At Group level, the turnover amounted to 62.4 million euro compared to 61.1 million euro in the first Semester of 2009, thus registering a 2% increase. Counting in the companys sales on behalf of third parties (agency) during the first Semester of 2010, these amounted to 83.6 million euro, compared to 81.3 million euro during the first Semester of 2009, thus registering a 3% increase. Earnings before interest and tax were equal to profits of € 0.8 million compared to losses of 10.1 million euro over the respective last year period. Earnings before taxes stood at losses amounting to 4.2 million euro, significantly decreased compared to losses of 14.9 million euro over the respective last?year period, while post tax results stood at losses amounting to 3.4 million euro, compared to losses of 12.4 million euro, during the first Semester of the last year. 

At Company level, the turnover of SIDMA S.A. came to 38.2 million euro compared to 39.1 million euro in the first Semester of 2009. Counting in the Companys sales on behalf of third parties (agency) during 2010, sales stood at 59.5 million euro compared to € 59.3 million during the first semester of 2009, thus remaining at the same level of last year. Earnings before taxes, financial results and investing, stood at profits amounting to 336 thousand euro compared to losses amounting to 9.1 million euro during the first Semester of 2009, while earnings before taxes were equal to losses of 2.4 million euro compared to losses of 11.5 million euro. Post tax results stood at losses amounting to 1.9 euro in comparison with losses of 9.4 euro over the respective last year period. 

The subsidiaries in the Balkans increased their turnover by 11% in Bulgaria and 37% in Romania. Furthermore, their contribution to the Groups turnover increased to 33% in the first Semester of 2010, compared to 26% of the first semester of 2009, thus registering a 28% increase. It is noteworthy, that both companies managed to increase their market share, looking forward to an even greater improvement during the second semester of 2010. 

According to the Management, the negative market conditions will be sustained throughout 2010, whilst demand will remain at low levels.

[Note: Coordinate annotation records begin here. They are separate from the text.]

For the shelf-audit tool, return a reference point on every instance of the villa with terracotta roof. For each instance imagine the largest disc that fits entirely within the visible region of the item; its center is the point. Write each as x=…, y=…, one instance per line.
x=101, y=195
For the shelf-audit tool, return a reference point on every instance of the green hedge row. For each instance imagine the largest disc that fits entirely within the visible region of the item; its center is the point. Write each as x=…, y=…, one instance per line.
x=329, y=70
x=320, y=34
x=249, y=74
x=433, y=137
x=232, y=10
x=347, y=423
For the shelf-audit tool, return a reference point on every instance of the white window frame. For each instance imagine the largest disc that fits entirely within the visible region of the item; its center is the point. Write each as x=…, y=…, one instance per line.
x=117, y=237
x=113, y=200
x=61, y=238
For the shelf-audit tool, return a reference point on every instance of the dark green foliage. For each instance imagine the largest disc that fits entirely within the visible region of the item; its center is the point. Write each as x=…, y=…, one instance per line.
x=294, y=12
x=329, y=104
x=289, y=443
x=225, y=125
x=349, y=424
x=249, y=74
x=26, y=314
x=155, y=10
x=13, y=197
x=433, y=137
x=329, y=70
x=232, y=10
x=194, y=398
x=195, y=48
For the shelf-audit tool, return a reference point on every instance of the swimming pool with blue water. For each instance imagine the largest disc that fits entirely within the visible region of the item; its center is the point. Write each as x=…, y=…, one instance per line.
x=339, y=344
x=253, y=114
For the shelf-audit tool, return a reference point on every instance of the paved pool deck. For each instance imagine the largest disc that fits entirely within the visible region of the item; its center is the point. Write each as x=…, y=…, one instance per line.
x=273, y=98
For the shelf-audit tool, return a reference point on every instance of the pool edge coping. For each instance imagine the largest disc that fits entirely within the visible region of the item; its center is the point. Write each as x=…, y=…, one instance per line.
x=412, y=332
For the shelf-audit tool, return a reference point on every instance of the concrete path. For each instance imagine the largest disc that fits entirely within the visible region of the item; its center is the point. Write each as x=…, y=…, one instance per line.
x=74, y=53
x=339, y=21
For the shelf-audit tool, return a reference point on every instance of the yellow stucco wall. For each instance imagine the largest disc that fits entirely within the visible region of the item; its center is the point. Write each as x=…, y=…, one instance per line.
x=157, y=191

As it has already done during the first semester of 2010, the company will continue implementing all appropriate measures in order to decrease its expenses, as long as such measures will not constitute hindrance for the companys development in a future market rally. A reduction in the Administrative and Distribution costs of 8.1% or 461 thousand euro has already been achieved compared to the respective last year period. In the context of a decrease in its expenses and an improved utilization of its real property, the company proceeded to the first phase of the relocation of the Aspropyrgos installations at Inofyta, aiming at completing the relocation and exploitation of the Aspropyrgos real estate in Q1 of 2011. Finally, a primary goal for the company remains to maintain its liquidity, by prudent administration of its reserves (reduced by 10% compared to the respective last year period) and reduced days of credit for the customers, who, despite the problems that the market is facing, they have remained for the time being at the same levels of 2009. The aim for the second semester of 2010 is their significant reduction. 

The financial statements of the first semester are published in KERDOS newspaper on Tuesday, 31 August 2010.